Coley's Toxins - History

History

Observations of a relationship between infection and cancer regression date back to at least the 18th century. More specifically, observations of an apparent relationship between erysipelas and remission of cancer predate Coley. For example, Anton Chekhov, in his capacity as a physician, recorded such a relationship in 1884.

Coley started his investigations after the death of one of his first patients, Elizabeth Dashiell, from sarcoma. Dashiell was a close childhood friend of John D. Rockefeller, Jr., who later indicated that her death was what first motivated his subsequent funding of cancer research.

Frustrated by this case, Coley's subsequent research led him to find evidence of the apparent relationship between infection and cancer regression, which he published in 1891. His initial attempts at deliberate infection were mixed, but in 1893 he began combining Streptococcus pyogenes and Serratia marcescens, based upon research from G.H. Roger indicating that this combination led to greater virulence.

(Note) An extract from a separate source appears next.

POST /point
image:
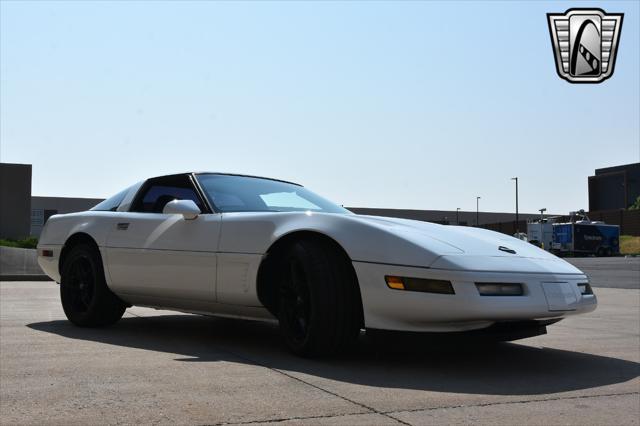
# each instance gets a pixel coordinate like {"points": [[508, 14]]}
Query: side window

The so-called Coley's Toxins were used against different types of cancer from the year 1893 through the year 1963. From 1923 on, Parke-Davis was the only source of Coley's Toxins in the United States. In the wake of the thalidomide controversy and the Kefauver Harris Amendment of 1962, Coley's Toxins were assigned "new drug" status by the Food and Drug Administration (FDA), making it illegal to prescribe them outside of clinical trials. Since then, several small clinical trials have been conducted with mixed results.

Coley's Toxins were also produced by the small German pharmaceutical company Südmedica and sold under the trade name Vaccineurin. However, production ceased by 1990 because of a lack of re-approval by German Federal Institute for Drugs and Medical Devices.